Une étude israélienne approfondie révèle un décalage chez les personnes autistes entre l'empathie émotionnelle et la capacité à réagir, ce qui impose un changement de paradigme

Emoticônes d'émotions utilisées par un psychologue lors d'une séance de thérapie avec un enfant autiste. (Crédit : iStock)
Emoticônes d'émotions utilisées par un psychologue lors d'une séance de thérapie avec un enfant autiste. (Crédit : iStock)

De nouvelles recherches devraient permettre de mieux comprendre comment les personnes autistes ressentent l’empathie, affirment des psychologues israéliens.

La croyance générale, chez les experts comme dans le grand public, est que les personnes autistes sont moins aptes à ressentir de l’empathie.

Une question que les psychologues ont approfondie ces dernières années. Ils ont ainsi suggéré que les personnes autistes ont bien la capacité de ressentir l’état émotionnel des autres et qu’elles aimeraient y réagir, mais qu’elles ont du mal à reconnaître cet état émotionnel et à savoir comment y répondre. On parle alors, respectivement, d’empathie affective ou émotionnelle et d’empathie cognitive.

Une étude menée par l’université Ben Gurion auprès de 1 905 participants, qui a été soumise à un comité de lecture, représente l’une des tentatives les plus ambitieuses, s’appuyant sur des données, d’explorer la relation entre les différents aspects de l’empathie.

Selon cette étude, les autistes n’ont pas toujours un niveau d’empathie inférieur à celui des autres. Dans certains cas, le niveau d’empathie émotionnelle serait même plus élevé.

Il y est également affirmé que le plus grand défi auquel sont confrontées les personnes autistes en matière d’empathie n’est pas le manque d’empathie, mais plutôt le décalage entre l’empathie émotionnelle et l’empathie cognitive.
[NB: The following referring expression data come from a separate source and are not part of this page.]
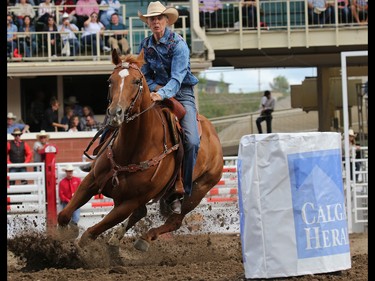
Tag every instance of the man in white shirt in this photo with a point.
(68, 36)
(267, 107)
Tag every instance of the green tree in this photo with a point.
(280, 84)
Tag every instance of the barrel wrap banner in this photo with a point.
(292, 204)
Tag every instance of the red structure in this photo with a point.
(50, 164)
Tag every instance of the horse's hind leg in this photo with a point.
(83, 194)
(118, 214)
(119, 232)
(121, 229)
(174, 221)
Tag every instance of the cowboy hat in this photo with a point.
(156, 8)
(351, 133)
(71, 100)
(42, 133)
(11, 116)
(68, 167)
(16, 132)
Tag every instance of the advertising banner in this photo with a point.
(292, 204)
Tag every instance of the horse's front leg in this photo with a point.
(83, 194)
(118, 214)
(174, 221)
(122, 228)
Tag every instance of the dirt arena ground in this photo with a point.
(204, 257)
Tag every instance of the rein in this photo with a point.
(94, 139)
(144, 165)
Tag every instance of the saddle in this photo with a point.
(174, 112)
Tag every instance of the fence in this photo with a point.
(218, 212)
(291, 15)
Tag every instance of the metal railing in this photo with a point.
(59, 10)
(288, 15)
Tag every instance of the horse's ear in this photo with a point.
(115, 57)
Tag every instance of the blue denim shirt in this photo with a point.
(167, 64)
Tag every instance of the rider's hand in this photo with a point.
(155, 96)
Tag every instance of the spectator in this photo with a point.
(118, 38)
(23, 9)
(87, 110)
(343, 9)
(37, 108)
(249, 13)
(84, 8)
(67, 187)
(69, 8)
(208, 12)
(320, 12)
(111, 7)
(93, 27)
(18, 151)
(50, 122)
(28, 41)
(357, 148)
(73, 103)
(74, 124)
(42, 139)
(92, 124)
(51, 27)
(11, 38)
(68, 114)
(68, 36)
(267, 107)
(359, 10)
(11, 124)
(46, 9)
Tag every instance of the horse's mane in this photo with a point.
(138, 60)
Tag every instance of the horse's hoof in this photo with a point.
(141, 245)
(85, 240)
(114, 253)
(67, 232)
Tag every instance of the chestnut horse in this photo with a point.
(134, 167)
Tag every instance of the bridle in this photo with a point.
(128, 115)
(127, 118)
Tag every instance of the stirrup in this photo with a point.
(86, 167)
(176, 206)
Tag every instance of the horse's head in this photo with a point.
(126, 85)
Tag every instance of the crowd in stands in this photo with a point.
(76, 117)
(93, 16)
(76, 27)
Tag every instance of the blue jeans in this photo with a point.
(76, 213)
(192, 141)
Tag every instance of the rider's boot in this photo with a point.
(176, 204)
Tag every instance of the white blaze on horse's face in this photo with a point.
(123, 73)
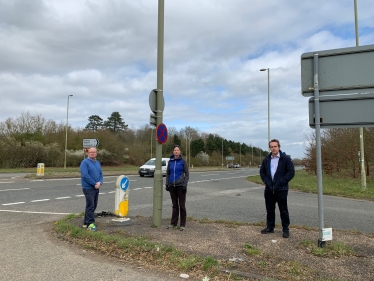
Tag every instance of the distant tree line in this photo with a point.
(340, 151)
(27, 140)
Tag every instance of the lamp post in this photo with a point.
(362, 155)
(268, 70)
(252, 156)
(66, 130)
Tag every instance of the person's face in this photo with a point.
(274, 148)
(92, 153)
(176, 152)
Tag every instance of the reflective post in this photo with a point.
(66, 130)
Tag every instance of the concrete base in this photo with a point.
(121, 221)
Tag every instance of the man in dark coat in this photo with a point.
(276, 171)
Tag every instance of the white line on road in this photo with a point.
(15, 203)
(15, 189)
(29, 212)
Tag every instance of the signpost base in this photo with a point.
(122, 221)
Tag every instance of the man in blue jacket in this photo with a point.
(276, 171)
(91, 179)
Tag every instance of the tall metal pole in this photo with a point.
(362, 153)
(252, 156)
(151, 141)
(268, 70)
(66, 130)
(321, 243)
(222, 152)
(158, 180)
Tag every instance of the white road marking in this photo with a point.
(29, 212)
(15, 189)
(15, 203)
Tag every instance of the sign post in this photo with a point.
(347, 85)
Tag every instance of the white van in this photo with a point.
(148, 169)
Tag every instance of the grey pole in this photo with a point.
(362, 152)
(268, 70)
(321, 243)
(158, 181)
(66, 130)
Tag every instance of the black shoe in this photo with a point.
(267, 231)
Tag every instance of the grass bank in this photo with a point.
(336, 185)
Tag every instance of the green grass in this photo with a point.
(251, 250)
(333, 249)
(137, 247)
(336, 185)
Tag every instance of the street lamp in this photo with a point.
(66, 129)
(268, 70)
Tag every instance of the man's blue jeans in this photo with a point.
(271, 198)
(92, 196)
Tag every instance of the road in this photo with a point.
(28, 207)
(223, 195)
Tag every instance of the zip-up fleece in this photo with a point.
(285, 172)
(177, 173)
(90, 173)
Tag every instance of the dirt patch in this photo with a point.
(278, 258)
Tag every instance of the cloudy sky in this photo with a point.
(104, 53)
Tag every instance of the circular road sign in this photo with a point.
(124, 183)
(162, 133)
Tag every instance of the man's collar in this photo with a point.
(278, 155)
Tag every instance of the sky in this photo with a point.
(104, 53)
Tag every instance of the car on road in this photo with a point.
(148, 169)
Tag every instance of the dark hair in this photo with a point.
(275, 140)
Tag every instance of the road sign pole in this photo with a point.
(321, 243)
(158, 180)
(362, 150)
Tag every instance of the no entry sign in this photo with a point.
(162, 133)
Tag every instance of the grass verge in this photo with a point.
(336, 185)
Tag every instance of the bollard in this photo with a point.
(122, 200)
(40, 169)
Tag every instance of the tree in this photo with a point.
(95, 123)
(115, 123)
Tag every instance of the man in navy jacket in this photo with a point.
(276, 171)
(91, 179)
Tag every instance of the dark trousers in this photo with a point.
(178, 200)
(271, 198)
(92, 196)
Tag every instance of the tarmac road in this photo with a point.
(28, 208)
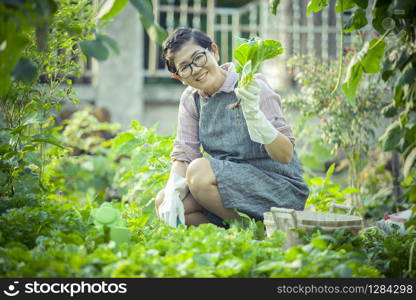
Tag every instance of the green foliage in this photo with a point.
(342, 125)
(17, 20)
(144, 162)
(250, 54)
(27, 139)
(323, 192)
(392, 254)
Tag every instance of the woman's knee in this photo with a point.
(199, 172)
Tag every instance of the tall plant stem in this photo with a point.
(341, 50)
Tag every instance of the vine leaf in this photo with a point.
(316, 6)
(367, 60)
(390, 140)
(409, 162)
(357, 21)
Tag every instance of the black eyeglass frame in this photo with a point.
(193, 63)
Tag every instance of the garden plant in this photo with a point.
(55, 178)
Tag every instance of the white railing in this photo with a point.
(297, 32)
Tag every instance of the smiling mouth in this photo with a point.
(201, 77)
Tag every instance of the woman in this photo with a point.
(252, 165)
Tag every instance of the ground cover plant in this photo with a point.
(53, 178)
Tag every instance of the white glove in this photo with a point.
(172, 211)
(259, 128)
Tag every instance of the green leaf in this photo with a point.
(330, 171)
(273, 6)
(111, 9)
(319, 243)
(316, 6)
(95, 48)
(25, 70)
(361, 3)
(357, 21)
(391, 138)
(139, 160)
(352, 81)
(409, 162)
(105, 39)
(346, 5)
(122, 138)
(408, 76)
(372, 60)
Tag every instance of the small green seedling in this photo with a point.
(107, 217)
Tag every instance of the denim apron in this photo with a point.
(248, 179)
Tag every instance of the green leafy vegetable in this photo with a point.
(249, 55)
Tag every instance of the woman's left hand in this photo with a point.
(259, 128)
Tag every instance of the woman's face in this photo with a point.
(203, 77)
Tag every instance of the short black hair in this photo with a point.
(177, 39)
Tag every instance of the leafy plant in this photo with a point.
(343, 126)
(249, 54)
(323, 192)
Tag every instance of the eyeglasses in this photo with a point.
(199, 60)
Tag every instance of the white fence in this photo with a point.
(297, 32)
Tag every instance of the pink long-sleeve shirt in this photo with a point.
(187, 146)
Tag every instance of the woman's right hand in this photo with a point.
(171, 210)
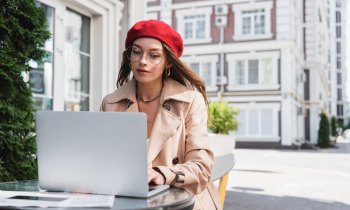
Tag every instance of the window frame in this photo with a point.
(253, 106)
(214, 59)
(338, 31)
(233, 57)
(180, 25)
(337, 17)
(237, 10)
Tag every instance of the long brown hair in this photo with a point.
(179, 72)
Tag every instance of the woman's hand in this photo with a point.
(155, 177)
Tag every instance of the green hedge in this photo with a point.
(22, 37)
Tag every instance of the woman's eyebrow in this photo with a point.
(154, 49)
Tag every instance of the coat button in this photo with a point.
(175, 160)
(130, 103)
(167, 107)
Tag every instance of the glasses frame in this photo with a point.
(142, 53)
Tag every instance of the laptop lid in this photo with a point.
(96, 152)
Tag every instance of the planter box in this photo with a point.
(222, 144)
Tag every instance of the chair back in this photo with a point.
(224, 158)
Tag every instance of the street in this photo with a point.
(290, 179)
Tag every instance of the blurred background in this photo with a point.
(281, 62)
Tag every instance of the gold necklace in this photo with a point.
(137, 94)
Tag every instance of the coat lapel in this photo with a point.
(166, 122)
(163, 127)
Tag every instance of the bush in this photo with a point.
(323, 132)
(334, 126)
(222, 118)
(22, 36)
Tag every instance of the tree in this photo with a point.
(323, 132)
(22, 37)
(222, 118)
(334, 126)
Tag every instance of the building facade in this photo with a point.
(337, 56)
(84, 52)
(269, 58)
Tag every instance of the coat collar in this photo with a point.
(172, 90)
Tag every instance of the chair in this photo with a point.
(223, 165)
(222, 146)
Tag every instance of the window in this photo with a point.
(337, 17)
(41, 77)
(248, 72)
(205, 67)
(203, 70)
(339, 109)
(339, 78)
(194, 25)
(253, 72)
(77, 62)
(252, 21)
(339, 98)
(338, 31)
(338, 47)
(338, 62)
(257, 120)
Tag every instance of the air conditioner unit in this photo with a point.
(221, 20)
(301, 111)
(303, 77)
(221, 80)
(221, 10)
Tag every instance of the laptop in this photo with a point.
(94, 152)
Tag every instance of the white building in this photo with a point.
(88, 39)
(337, 69)
(266, 57)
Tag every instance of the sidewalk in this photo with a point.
(290, 179)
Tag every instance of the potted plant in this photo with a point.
(222, 120)
(323, 132)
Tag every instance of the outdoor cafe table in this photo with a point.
(175, 198)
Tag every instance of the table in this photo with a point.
(173, 198)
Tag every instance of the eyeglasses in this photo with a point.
(135, 54)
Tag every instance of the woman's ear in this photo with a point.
(169, 64)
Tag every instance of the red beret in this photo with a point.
(158, 30)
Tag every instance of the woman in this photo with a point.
(174, 100)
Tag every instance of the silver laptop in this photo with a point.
(94, 152)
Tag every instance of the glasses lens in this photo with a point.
(133, 53)
(154, 58)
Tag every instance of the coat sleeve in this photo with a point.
(199, 159)
(103, 104)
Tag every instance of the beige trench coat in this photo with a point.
(178, 133)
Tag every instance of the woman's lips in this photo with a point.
(142, 71)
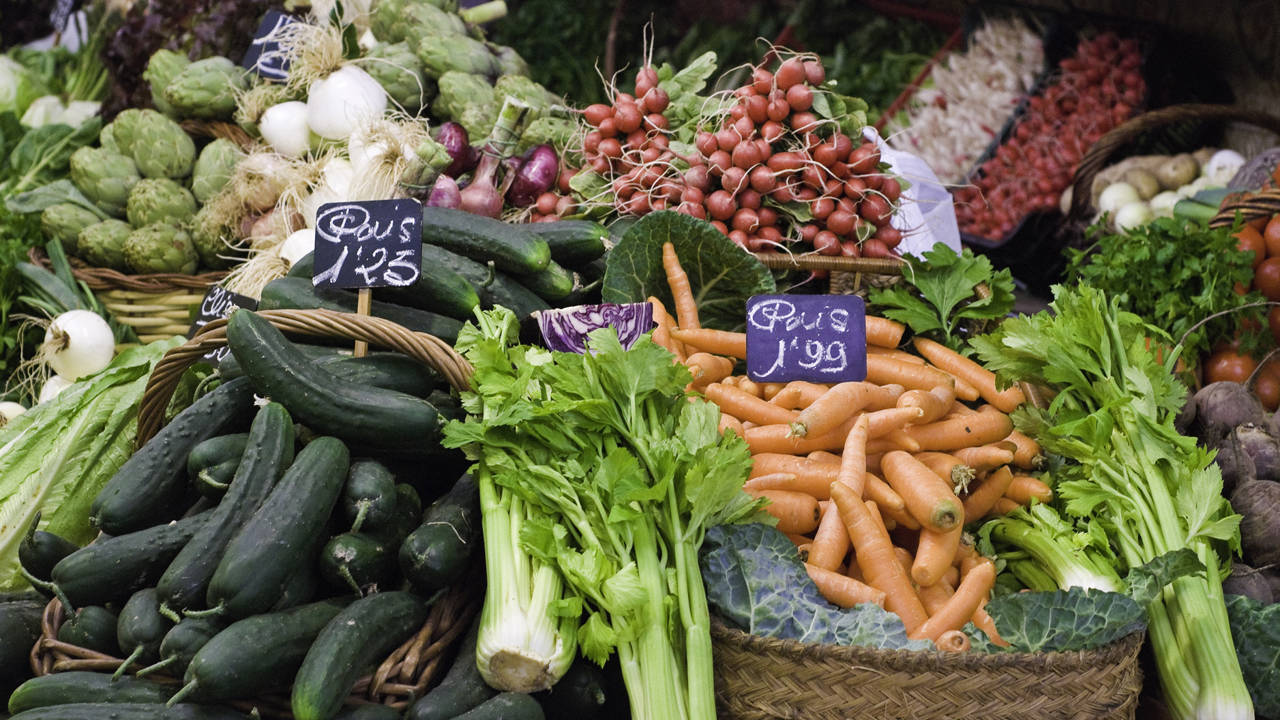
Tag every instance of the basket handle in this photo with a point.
(376, 332)
(1100, 154)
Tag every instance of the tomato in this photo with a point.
(1266, 278)
(1225, 365)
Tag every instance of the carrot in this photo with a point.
(745, 406)
(959, 607)
(874, 555)
(982, 499)
(981, 428)
(933, 555)
(883, 332)
(1023, 488)
(830, 541)
(796, 511)
(686, 308)
(927, 496)
(972, 373)
(720, 342)
(842, 591)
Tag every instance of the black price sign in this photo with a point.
(264, 55)
(369, 244)
(218, 302)
(819, 338)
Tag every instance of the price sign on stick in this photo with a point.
(368, 244)
(819, 338)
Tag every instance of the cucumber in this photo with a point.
(572, 242)
(297, 294)
(149, 488)
(141, 628)
(360, 636)
(366, 417)
(91, 628)
(369, 497)
(63, 688)
(256, 654)
(277, 540)
(461, 689)
(440, 550)
(506, 706)
(511, 247)
(112, 569)
(269, 452)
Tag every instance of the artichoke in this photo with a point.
(159, 200)
(160, 247)
(103, 244)
(206, 89)
(400, 72)
(64, 222)
(161, 68)
(214, 168)
(104, 177)
(161, 149)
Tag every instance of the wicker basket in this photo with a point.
(410, 670)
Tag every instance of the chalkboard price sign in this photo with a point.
(369, 244)
(819, 338)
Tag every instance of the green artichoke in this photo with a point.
(161, 149)
(159, 200)
(160, 247)
(104, 177)
(64, 222)
(103, 244)
(206, 89)
(161, 68)
(400, 72)
(214, 168)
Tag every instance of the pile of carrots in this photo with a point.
(874, 481)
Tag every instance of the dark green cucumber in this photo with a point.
(63, 688)
(461, 689)
(150, 486)
(369, 497)
(368, 418)
(359, 637)
(269, 452)
(114, 568)
(572, 242)
(256, 654)
(511, 247)
(437, 554)
(506, 706)
(298, 294)
(278, 538)
(40, 551)
(91, 628)
(141, 628)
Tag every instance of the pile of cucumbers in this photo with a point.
(469, 261)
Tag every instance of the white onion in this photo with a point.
(78, 343)
(343, 100)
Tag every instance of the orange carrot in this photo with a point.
(830, 541)
(928, 497)
(686, 308)
(972, 373)
(720, 342)
(1023, 488)
(841, 589)
(959, 607)
(983, 497)
(876, 559)
(883, 332)
(796, 511)
(933, 555)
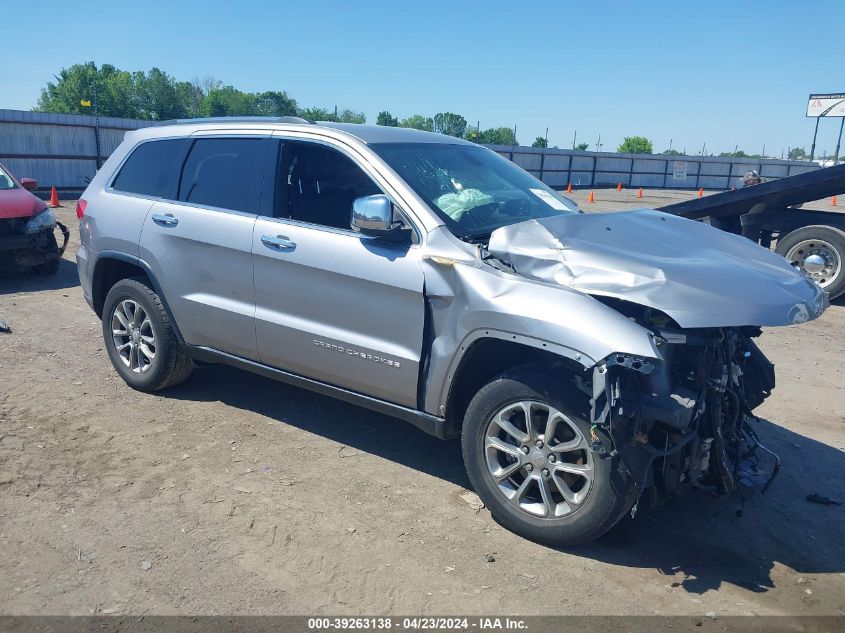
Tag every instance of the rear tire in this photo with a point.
(140, 338)
(820, 251)
(573, 496)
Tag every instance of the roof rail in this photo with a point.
(239, 119)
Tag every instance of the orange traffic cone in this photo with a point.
(54, 198)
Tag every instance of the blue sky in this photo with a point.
(720, 73)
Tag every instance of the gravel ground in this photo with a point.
(235, 494)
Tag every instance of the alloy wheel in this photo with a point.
(539, 459)
(133, 336)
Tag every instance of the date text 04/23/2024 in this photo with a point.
(417, 623)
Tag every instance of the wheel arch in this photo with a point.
(112, 266)
(487, 353)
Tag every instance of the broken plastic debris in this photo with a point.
(821, 499)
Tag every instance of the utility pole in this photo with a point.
(96, 118)
(839, 141)
(815, 134)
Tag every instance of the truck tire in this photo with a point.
(140, 338)
(820, 252)
(525, 443)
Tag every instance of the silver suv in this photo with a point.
(583, 359)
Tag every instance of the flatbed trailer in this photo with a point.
(771, 213)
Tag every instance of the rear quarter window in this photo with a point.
(151, 169)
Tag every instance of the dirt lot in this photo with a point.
(234, 494)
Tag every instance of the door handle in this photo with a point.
(166, 219)
(278, 242)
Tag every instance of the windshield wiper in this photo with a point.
(476, 238)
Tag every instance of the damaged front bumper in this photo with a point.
(18, 248)
(684, 422)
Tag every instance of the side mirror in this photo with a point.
(373, 215)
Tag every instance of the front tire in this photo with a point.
(525, 443)
(140, 338)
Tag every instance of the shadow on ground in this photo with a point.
(699, 539)
(14, 280)
(344, 423)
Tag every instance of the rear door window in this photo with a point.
(151, 169)
(224, 173)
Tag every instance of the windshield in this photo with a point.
(6, 181)
(473, 190)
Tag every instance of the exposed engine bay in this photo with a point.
(685, 422)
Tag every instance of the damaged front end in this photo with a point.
(685, 422)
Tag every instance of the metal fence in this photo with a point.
(559, 167)
(62, 150)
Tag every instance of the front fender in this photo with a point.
(473, 301)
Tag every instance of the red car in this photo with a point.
(27, 227)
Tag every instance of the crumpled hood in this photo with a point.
(19, 203)
(698, 275)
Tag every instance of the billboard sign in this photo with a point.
(826, 105)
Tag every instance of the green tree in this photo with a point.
(418, 122)
(274, 103)
(350, 116)
(636, 145)
(228, 101)
(116, 91)
(385, 118)
(317, 114)
(190, 97)
(157, 96)
(450, 123)
(497, 136)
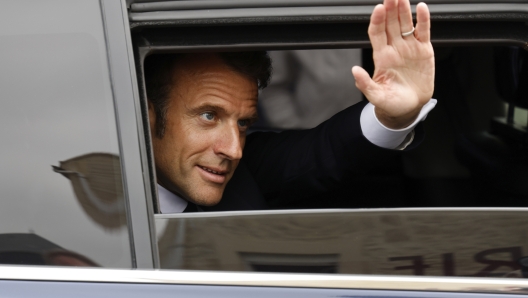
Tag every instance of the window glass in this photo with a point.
(471, 157)
(60, 181)
(480, 243)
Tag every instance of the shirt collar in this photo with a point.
(170, 202)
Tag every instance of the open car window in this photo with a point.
(453, 206)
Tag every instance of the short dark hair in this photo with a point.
(159, 69)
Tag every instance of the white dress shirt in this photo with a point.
(372, 129)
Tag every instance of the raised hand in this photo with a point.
(403, 78)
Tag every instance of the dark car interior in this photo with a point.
(475, 152)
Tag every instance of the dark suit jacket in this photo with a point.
(277, 168)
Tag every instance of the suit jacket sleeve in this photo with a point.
(294, 164)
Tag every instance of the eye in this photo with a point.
(243, 123)
(208, 116)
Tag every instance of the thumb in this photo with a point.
(363, 81)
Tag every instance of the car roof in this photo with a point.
(225, 12)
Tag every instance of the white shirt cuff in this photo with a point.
(382, 136)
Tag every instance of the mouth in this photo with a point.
(214, 175)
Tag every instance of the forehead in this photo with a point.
(205, 77)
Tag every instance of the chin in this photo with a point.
(207, 198)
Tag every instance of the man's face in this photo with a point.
(209, 110)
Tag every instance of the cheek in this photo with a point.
(196, 139)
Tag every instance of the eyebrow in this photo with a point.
(214, 108)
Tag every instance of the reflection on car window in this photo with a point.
(61, 185)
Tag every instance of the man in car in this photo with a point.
(201, 104)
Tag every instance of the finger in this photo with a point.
(423, 23)
(406, 23)
(393, 22)
(377, 34)
(363, 81)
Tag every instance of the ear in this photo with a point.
(152, 118)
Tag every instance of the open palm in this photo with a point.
(403, 78)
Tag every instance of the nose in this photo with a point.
(229, 143)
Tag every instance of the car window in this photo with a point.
(439, 209)
(328, 232)
(61, 185)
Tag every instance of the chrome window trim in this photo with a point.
(323, 211)
(371, 282)
(318, 11)
(130, 132)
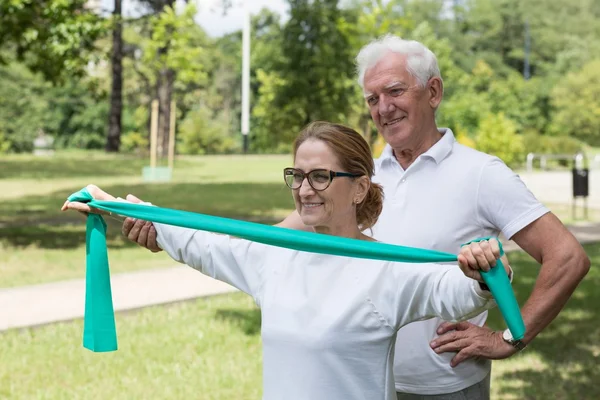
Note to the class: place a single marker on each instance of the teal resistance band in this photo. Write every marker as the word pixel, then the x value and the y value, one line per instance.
pixel 99 328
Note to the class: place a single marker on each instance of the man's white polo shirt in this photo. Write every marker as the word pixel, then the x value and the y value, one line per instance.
pixel 449 195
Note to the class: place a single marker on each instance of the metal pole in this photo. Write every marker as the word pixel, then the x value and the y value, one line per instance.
pixel 172 134
pixel 526 69
pixel 153 134
pixel 246 76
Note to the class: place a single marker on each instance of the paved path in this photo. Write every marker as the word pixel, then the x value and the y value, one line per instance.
pixel 62 301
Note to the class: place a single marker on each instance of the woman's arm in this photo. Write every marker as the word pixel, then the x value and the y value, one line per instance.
pixel 445 291
pixel 237 262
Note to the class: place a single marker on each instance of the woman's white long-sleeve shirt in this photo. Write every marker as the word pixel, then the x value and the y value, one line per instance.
pixel 328 322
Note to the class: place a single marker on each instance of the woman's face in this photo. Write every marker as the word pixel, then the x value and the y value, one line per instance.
pixel 334 207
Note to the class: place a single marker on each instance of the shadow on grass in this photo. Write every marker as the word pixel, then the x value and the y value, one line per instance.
pixel 69 166
pixel 570 345
pixel 36 220
pixel 248 320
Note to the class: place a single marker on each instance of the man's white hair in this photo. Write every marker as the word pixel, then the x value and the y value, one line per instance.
pixel 420 61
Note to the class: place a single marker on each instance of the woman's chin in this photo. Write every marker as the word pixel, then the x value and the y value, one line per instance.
pixel 310 220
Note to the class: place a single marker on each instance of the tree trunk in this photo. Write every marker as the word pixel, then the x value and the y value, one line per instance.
pixel 113 140
pixel 165 94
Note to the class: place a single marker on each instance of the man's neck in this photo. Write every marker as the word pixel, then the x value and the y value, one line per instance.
pixel 406 156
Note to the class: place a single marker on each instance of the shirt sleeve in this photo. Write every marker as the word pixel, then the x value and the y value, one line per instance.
pixel 504 202
pixel 435 290
pixel 237 262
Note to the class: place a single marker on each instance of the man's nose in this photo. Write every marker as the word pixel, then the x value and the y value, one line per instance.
pixel 305 188
pixel 385 105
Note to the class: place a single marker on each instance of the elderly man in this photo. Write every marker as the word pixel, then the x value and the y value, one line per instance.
pixel 429 197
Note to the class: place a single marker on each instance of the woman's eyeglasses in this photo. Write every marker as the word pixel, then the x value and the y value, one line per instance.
pixel 318 179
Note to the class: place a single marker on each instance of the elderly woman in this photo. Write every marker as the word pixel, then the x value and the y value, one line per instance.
pixel 329 322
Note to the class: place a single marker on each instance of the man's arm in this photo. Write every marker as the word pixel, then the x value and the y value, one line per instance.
pixel 563 265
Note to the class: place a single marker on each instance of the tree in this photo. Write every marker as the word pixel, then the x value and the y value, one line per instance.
pixel 167 48
pixel 576 105
pixel 113 139
pixel 54 37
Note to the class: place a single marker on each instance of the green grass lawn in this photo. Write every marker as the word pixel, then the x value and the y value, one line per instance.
pixel 38 243
pixel 210 349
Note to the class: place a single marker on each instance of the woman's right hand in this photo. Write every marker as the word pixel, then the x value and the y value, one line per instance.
pixel 139 231
pixel 97 194
pixel 481 256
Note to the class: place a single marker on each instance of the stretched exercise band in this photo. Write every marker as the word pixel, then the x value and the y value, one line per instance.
pixel 99 323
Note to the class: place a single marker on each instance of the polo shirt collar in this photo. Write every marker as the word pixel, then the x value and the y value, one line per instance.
pixel 437 152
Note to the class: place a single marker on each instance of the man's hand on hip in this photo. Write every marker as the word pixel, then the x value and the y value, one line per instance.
pixel 468 341
pixel 139 231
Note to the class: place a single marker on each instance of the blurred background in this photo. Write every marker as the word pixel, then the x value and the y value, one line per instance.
pixel 147 97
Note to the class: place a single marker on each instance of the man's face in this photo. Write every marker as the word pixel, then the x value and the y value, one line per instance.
pixel 400 108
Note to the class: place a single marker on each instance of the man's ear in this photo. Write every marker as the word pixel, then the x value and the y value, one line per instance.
pixel 364 183
pixel 435 92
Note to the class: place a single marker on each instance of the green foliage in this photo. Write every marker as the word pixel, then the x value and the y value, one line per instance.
pixel 200 133
pixel 24 107
pixel 5 144
pixel 134 142
pixel 54 37
pixel 545 144
pixel 577 105
pixel 498 136
pixel 175 43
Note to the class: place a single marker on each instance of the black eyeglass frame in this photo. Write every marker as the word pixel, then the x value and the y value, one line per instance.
pixel 306 175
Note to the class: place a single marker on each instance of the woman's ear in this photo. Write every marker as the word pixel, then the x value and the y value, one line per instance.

Chez les personnes non autistes, les niveaux de ces deux empathies sont globalement correspondants – ce qui signifie que lorsqu’elles ressentent ce qu’a vécu d’autrui par le biais de l’empathie dite émotionnelle, elles éprouvent alors l’empathie cognitive nécessaire pour décider et apporter la réponse appropriée.

Le Dr Florina Uzefovsky, l’une des psychologues à l’origine de l’étude, a déclaré au Times of Israel : « Ce que nous avons découvert, c’est que les autistes se sentent affectés par les situations – dans certains cas encore plus que les autres – mais qu’ils ont une compréhension cognitive de la situation qui est en décalage avec leur réponse émotionnelle. »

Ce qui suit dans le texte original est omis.